Como é que os diferentes convidados chegam a este disco? 

[JS] Isso, em grande parte, quem merece aqui os louros pela coisa acaba por ser o Léo. Isto porque há pelo menos quatro nomes dos convidados que têm ligação ao Algarve, e o Léo é o algarvio da banda, então são contactos que ele ajudou a facultar, nomeadamente a Sara Badalo, o João Frade, o Gil Dionísio… A Soluna também viveu no Algarve e acho que foi através daí que o Léo a conheceu. Portanto, foi através daí e eram nomes que nós já íamos conhecendo musicalmente. Por exemplo, já acompanhávamos o trabalho do Gil em Pás de Problème e nos Criatura e gostávamos muito da posição dele. E também já tínhamos trabalhado com outro membro dos Criatura, o Edgar, no concerto do 25 de Abril que fizemos em 2019. O único convidado que não partiu do Léo foi o Rodrigo Brandão, que foi sugestão do Vicente, e através de vários elos em comum, conseguimos fazer essa colaboração. O que têm em comum todos estes nomes é que achámos que o trabalho que têm feito faz sentido para estarem no disco. 

[VB] E temos aqui três colaborações de spoken word, que ganha uma preponderância no disco, e duas mais melódicas. 

Sentiam que as músicas, por si só, pediam um pouco aquilo que os convidados acabaram por trazer? Ou tinham sobretudo o desejo de trabalhar com estas pessoas e depois foi perceber onde encaixavam?

[VB] Fazer música instrumental é uma coisa que adoramos e foi assim que a banda começou. Mas, realmente, ter colaborações é algo que pode dar uma vida incrível a um tema instrumental e fazer com que tenha outra projecção e cor. E é tentar alargar aquilo que podemos fazer, e uma voz pode fazê-lo de uma maneira muito boa. E outra coisa que também é importante de dizer é que nós somos baseados no sul do Alentejo, e a maior parte das colaborações têm esta ligação ainda mais a sul, então isso é um marco geográfico de que temos bastante orgulho.

E porquê o título Pendular? Como surge a ideia?

[JS] Foi o Francisco, o nosso saxofonista/flautista, que lançou o nome quando começámos a tentar fazer um brainstorm. Quando o ouvi, para mim fez-me bastante sentido por causa da oscilação de géneros que se faz sentir neste disco. 

[VB] Oscilação de géneros e esse factor de distância entre as nossas viagens pela metade de baixo de Portugal. Estamos muito em Beja, Évora, Albufeira, Portimão… E Lisboa, claro. Há uma viagem nesse sentido, também, e é um título que pode pender para os dois lados.

E como é para vocês inaugurarem este novo selo da Now Jazz Agora? É importante?

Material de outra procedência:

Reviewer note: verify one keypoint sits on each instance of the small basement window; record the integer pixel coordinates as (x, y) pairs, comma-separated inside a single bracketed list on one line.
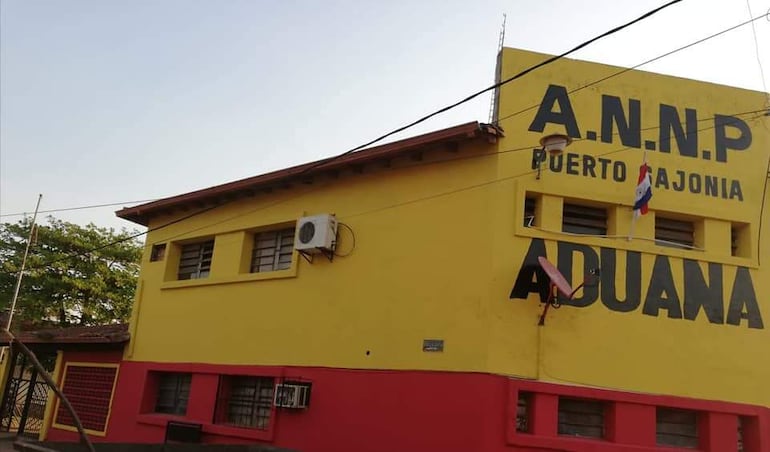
[(522, 412), (195, 260), (273, 250), (578, 219), (676, 428), (581, 417), (674, 233), (530, 202)]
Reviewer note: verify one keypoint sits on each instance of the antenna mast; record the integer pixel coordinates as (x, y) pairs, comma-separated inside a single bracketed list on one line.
[(493, 102)]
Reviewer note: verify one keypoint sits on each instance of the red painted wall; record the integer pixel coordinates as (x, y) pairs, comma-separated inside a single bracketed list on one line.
[(419, 411)]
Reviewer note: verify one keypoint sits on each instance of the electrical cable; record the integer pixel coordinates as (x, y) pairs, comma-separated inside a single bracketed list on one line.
[(756, 48), (486, 183), (251, 211), (624, 70), (69, 209), (467, 99), (545, 62)]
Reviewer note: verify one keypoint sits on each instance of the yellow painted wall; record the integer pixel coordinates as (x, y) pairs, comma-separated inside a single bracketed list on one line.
[(439, 244), (632, 351)]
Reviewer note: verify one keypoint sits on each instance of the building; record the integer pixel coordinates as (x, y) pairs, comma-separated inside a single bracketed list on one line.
[(421, 332)]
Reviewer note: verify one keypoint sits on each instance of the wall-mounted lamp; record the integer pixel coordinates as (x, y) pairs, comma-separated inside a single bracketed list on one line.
[(552, 145)]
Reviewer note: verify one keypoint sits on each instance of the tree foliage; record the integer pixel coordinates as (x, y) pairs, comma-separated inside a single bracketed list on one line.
[(72, 276)]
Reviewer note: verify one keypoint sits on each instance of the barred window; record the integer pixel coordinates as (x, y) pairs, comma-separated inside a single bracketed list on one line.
[(173, 393), (674, 233), (89, 390), (529, 211), (273, 250), (581, 417), (578, 219), (195, 261), (245, 401), (677, 428), (523, 408)]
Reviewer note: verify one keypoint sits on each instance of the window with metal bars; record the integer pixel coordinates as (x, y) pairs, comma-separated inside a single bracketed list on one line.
[(529, 211), (674, 233), (738, 236), (195, 260), (245, 401), (677, 428), (273, 250), (581, 417), (173, 393), (579, 219), (522, 412), (89, 390)]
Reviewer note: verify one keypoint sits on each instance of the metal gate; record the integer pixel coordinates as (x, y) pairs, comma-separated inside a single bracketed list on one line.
[(25, 397)]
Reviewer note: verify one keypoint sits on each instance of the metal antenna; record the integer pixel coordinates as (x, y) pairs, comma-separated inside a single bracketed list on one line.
[(495, 95)]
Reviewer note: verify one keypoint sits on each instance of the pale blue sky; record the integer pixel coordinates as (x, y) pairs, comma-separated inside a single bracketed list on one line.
[(107, 101)]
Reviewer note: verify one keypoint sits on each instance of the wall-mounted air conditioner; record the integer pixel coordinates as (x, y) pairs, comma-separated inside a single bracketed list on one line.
[(316, 234)]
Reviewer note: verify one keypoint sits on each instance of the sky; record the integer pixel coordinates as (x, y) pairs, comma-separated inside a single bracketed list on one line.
[(107, 101)]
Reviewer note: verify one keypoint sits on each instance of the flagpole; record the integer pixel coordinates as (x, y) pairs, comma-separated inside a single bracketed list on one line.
[(634, 215)]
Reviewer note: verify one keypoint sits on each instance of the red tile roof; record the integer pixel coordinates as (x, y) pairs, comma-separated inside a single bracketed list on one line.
[(247, 187), (101, 334)]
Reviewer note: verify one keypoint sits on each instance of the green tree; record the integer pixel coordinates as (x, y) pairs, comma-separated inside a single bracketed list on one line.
[(73, 275)]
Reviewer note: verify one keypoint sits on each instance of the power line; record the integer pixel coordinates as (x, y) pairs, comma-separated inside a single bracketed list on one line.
[(472, 156), (69, 209), (756, 48), (624, 70), (497, 85), (759, 112)]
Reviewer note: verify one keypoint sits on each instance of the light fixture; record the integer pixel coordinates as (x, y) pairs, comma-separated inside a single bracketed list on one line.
[(552, 145)]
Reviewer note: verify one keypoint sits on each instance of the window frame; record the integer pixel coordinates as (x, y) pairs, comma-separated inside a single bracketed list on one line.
[(202, 262), (258, 404), (280, 249), (586, 222), (676, 233), (567, 409), (181, 393)]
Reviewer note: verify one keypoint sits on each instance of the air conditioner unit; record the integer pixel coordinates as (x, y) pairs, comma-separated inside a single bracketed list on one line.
[(316, 234), (292, 395)]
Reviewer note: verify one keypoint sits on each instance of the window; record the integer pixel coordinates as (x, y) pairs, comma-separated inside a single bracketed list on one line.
[(273, 250), (522, 412), (529, 211), (674, 233), (173, 393), (739, 239), (158, 252), (245, 401), (195, 260), (677, 428), (89, 390), (578, 219), (581, 417)]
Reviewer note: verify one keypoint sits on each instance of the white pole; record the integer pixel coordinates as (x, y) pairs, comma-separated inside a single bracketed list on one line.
[(21, 272)]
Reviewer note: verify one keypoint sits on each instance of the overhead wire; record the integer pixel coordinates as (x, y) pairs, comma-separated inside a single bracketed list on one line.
[(756, 48), (70, 209), (281, 201), (494, 86), (325, 161), (486, 183), (624, 70)]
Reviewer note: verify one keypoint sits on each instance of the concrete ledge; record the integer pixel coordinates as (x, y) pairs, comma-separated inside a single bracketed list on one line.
[(30, 446)]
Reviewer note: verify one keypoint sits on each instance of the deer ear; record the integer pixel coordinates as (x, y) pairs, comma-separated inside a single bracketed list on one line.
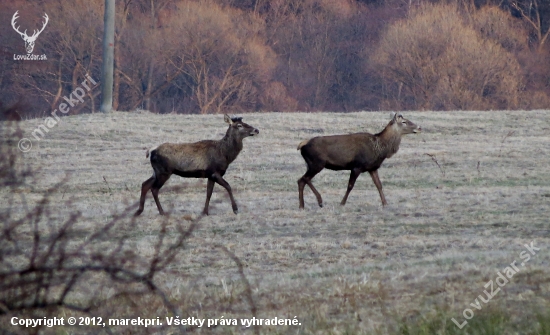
[(227, 119)]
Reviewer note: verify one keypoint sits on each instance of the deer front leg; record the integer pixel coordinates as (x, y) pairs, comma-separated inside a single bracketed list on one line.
[(209, 189), (218, 178), (145, 187), (376, 180), (352, 178)]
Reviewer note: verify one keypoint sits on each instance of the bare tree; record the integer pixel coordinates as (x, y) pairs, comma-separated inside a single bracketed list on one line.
[(531, 11)]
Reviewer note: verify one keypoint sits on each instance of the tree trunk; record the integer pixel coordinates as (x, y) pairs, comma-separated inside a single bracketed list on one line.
[(108, 57)]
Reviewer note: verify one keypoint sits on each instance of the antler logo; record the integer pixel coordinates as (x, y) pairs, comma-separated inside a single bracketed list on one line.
[(29, 40)]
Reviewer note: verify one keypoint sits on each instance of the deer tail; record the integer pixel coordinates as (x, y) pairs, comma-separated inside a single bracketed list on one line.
[(304, 142)]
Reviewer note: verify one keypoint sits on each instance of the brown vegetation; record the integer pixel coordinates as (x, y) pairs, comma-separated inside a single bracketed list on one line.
[(219, 56)]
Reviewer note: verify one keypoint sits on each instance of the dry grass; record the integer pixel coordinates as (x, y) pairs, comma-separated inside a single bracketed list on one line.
[(359, 268)]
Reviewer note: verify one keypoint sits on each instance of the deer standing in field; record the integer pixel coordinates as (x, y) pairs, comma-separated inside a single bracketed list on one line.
[(357, 152), (204, 159)]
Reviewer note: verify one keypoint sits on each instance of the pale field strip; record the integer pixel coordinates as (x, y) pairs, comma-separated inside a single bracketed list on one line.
[(440, 239)]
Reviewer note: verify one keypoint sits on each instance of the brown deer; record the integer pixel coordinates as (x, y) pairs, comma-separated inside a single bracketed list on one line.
[(203, 159), (357, 152)]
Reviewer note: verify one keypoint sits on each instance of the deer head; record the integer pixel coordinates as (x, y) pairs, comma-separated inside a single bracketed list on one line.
[(29, 40)]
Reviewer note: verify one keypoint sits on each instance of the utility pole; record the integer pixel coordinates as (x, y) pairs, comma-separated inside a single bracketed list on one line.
[(108, 57)]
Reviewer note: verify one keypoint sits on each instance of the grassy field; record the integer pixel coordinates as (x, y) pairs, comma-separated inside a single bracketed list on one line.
[(464, 196)]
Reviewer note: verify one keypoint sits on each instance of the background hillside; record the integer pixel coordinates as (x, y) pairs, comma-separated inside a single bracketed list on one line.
[(212, 56)]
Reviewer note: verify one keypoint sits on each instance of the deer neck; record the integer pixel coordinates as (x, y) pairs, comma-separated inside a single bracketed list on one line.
[(387, 142), (231, 145)]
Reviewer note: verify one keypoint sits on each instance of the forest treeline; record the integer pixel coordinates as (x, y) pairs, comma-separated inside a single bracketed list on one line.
[(234, 56)]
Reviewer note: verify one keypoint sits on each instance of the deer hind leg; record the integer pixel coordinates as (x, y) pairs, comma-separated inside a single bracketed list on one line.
[(159, 181), (209, 189), (376, 180), (352, 178), (145, 187), (306, 179), (218, 178)]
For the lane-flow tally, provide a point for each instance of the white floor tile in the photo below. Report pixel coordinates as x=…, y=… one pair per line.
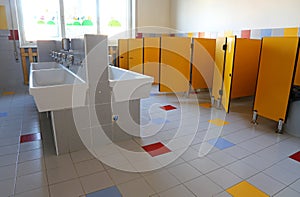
x=203, y=186
x=190, y=154
x=224, y=178
x=30, y=167
x=8, y=160
x=7, y=172
x=8, y=150
x=237, y=152
x=290, y=165
x=271, y=155
x=82, y=155
x=178, y=191
x=221, y=158
x=67, y=189
x=57, y=175
x=223, y=194
x=161, y=180
x=41, y=192
x=30, y=182
x=119, y=177
x=30, y=146
x=60, y=161
x=204, y=165
x=184, y=172
x=284, y=176
x=137, y=187
x=30, y=155
x=95, y=182
x=251, y=146
x=266, y=184
x=296, y=186
x=7, y=187
x=287, y=192
x=242, y=170
x=257, y=162
x=89, y=167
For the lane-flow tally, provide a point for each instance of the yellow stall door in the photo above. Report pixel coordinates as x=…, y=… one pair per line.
x=245, y=67
x=297, y=76
x=135, y=54
x=277, y=66
x=218, y=67
x=203, y=62
x=151, y=58
x=228, y=73
x=123, y=53
x=175, y=64
x=3, y=20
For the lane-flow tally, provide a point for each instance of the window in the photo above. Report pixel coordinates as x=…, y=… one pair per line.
x=55, y=19
x=114, y=16
x=39, y=22
x=80, y=17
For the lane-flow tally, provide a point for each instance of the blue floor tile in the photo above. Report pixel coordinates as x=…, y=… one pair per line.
x=3, y=114
x=108, y=192
x=221, y=143
x=160, y=121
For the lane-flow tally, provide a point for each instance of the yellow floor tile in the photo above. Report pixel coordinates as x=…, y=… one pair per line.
x=205, y=105
x=245, y=189
x=8, y=93
x=218, y=122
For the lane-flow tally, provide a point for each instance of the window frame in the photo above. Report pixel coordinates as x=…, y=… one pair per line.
x=61, y=20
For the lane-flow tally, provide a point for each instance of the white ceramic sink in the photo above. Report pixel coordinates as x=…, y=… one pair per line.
x=127, y=85
x=56, y=89
x=45, y=65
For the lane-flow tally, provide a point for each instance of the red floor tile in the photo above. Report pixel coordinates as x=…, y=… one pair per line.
x=168, y=107
x=30, y=137
x=156, y=149
x=296, y=156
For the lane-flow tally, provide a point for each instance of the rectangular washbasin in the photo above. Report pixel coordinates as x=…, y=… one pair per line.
x=127, y=85
x=56, y=89
x=45, y=65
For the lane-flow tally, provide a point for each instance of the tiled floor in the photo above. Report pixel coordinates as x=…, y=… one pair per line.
x=243, y=159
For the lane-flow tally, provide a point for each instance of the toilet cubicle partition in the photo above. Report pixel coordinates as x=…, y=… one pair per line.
x=203, y=62
x=175, y=64
x=123, y=53
x=151, y=57
x=297, y=76
x=135, y=55
x=228, y=72
x=241, y=57
x=277, y=71
x=220, y=55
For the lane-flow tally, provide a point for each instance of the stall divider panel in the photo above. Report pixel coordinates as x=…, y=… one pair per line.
x=3, y=20
x=228, y=72
x=246, y=62
x=135, y=54
x=175, y=64
x=218, y=67
x=203, y=62
x=297, y=76
x=277, y=67
x=123, y=53
x=151, y=58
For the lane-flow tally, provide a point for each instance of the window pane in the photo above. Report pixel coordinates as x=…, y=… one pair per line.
x=114, y=16
x=40, y=19
x=80, y=17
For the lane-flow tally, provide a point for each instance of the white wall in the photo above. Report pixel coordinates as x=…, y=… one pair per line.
x=220, y=15
x=11, y=75
x=153, y=13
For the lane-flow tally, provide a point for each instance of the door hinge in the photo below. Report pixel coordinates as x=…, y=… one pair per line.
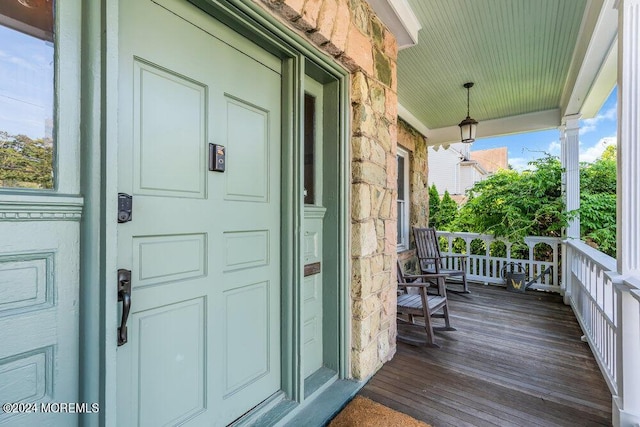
x=125, y=207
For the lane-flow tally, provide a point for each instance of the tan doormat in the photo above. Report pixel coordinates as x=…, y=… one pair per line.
x=367, y=413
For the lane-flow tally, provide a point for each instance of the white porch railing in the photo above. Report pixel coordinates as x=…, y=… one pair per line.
x=487, y=269
x=591, y=293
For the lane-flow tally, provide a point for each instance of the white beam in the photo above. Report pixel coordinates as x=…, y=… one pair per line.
x=530, y=122
x=398, y=16
x=591, y=74
x=408, y=117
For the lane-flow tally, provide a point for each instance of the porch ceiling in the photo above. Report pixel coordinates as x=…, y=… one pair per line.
x=532, y=62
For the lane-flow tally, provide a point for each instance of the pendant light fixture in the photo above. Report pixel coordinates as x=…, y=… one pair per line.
x=468, y=125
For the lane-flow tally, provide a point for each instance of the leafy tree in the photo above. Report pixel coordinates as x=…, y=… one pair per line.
x=513, y=204
x=598, y=202
x=447, y=212
x=434, y=205
x=25, y=162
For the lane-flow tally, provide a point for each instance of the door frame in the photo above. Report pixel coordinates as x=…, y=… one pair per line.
x=99, y=183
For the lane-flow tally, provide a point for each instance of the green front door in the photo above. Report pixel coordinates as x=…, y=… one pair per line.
x=203, y=247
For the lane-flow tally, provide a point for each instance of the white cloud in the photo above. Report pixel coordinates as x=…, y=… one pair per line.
x=589, y=125
x=554, y=148
x=591, y=154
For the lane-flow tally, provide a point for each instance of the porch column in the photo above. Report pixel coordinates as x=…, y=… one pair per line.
x=628, y=207
x=627, y=404
x=569, y=157
x=570, y=154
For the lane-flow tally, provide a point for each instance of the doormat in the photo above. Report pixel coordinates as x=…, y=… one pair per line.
x=367, y=413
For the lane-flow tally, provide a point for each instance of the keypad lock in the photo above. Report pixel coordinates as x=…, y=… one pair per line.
x=125, y=207
x=217, y=158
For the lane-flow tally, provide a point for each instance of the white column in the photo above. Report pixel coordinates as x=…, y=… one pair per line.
x=570, y=143
x=628, y=208
x=626, y=409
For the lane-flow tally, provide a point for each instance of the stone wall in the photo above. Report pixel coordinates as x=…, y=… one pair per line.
x=416, y=144
x=349, y=31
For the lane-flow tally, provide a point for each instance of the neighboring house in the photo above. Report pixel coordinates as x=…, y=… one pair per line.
x=457, y=168
x=232, y=188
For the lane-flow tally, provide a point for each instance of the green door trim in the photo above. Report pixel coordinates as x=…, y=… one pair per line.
x=99, y=184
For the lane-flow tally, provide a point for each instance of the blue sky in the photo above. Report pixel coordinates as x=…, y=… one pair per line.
x=26, y=83
x=595, y=135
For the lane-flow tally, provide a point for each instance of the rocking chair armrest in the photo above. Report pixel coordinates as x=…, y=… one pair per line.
x=426, y=276
x=462, y=256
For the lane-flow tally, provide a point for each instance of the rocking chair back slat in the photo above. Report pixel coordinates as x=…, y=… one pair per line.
x=431, y=260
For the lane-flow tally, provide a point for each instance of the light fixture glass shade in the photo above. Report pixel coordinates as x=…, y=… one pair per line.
x=468, y=130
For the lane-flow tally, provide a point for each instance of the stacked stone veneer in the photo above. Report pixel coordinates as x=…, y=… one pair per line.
x=416, y=144
x=349, y=31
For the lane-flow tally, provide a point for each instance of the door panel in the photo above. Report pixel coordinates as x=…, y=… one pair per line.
x=168, y=109
x=204, y=330
x=171, y=366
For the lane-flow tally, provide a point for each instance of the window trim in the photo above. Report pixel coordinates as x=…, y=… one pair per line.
x=403, y=222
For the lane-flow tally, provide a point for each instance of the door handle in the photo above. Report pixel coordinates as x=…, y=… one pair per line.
x=124, y=295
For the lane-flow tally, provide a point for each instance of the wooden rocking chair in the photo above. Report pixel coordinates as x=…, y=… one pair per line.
x=421, y=304
x=432, y=262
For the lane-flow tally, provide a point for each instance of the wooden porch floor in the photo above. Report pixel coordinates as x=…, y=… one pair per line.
x=515, y=360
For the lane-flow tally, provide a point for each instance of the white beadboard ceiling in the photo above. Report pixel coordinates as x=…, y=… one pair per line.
x=531, y=61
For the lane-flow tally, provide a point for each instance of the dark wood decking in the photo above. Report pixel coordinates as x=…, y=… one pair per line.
x=515, y=360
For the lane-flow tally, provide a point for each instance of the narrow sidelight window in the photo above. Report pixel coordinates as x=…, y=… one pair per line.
x=403, y=200
x=26, y=93
x=309, y=149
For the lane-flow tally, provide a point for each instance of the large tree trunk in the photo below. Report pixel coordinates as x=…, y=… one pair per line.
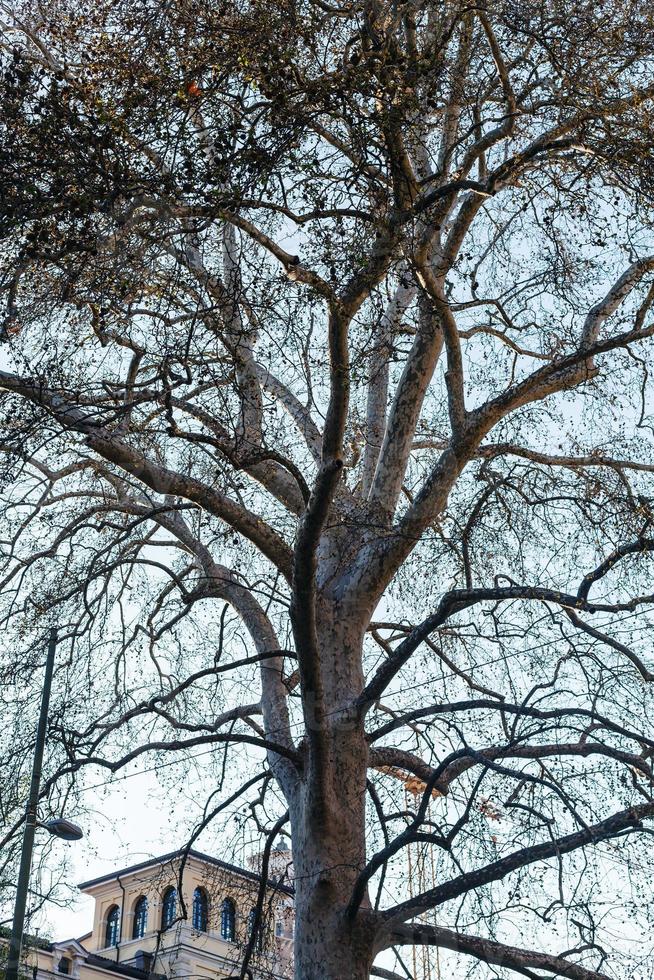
x=326, y=948
x=328, y=818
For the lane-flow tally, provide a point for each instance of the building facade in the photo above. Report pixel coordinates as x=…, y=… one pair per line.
x=182, y=916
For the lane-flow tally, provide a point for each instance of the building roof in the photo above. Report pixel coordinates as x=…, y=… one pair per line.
x=172, y=855
x=122, y=968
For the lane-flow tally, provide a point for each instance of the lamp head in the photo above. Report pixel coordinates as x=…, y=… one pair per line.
x=65, y=829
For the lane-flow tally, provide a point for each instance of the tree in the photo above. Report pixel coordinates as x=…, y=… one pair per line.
x=330, y=322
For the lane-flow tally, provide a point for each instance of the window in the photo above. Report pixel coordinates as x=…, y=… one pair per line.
x=140, y=918
x=252, y=915
x=168, y=908
x=228, y=921
x=112, y=930
x=200, y=910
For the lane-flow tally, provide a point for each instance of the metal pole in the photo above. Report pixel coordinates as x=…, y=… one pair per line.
x=16, y=941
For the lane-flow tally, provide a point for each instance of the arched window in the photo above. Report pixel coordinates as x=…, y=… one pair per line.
x=140, y=918
x=200, y=910
x=252, y=915
x=111, y=933
x=168, y=908
x=228, y=921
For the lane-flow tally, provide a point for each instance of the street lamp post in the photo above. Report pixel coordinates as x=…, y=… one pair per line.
x=58, y=827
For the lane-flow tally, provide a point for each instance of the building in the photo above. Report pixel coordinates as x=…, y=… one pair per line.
x=147, y=925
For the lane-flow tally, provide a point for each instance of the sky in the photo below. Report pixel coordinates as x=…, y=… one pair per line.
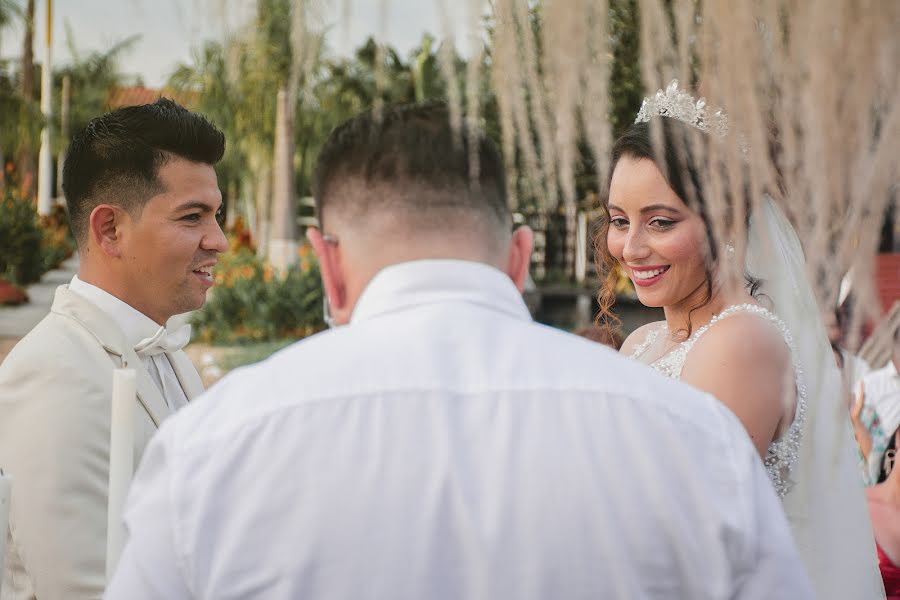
x=170, y=28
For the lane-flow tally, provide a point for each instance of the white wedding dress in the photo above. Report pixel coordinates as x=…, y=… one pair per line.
x=782, y=452
x=813, y=464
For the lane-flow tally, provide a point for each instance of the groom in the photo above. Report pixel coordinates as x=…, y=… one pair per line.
x=439, y=443
x=142, y=198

[JS] Acho que seria muito difícil dizermos o contrário. Temos aqui um disco que não só representa uma estreia no sentido de ser um longa-duração, mesmo que não seja “o” que nos representa, estreamos também uma label de uma pessoa com quem obviamente temos uma ligação muito grande, o que acaba por ser uma honra. 

[VB] Uma honra e uma responsabilidade fixe que estamos a abraçar.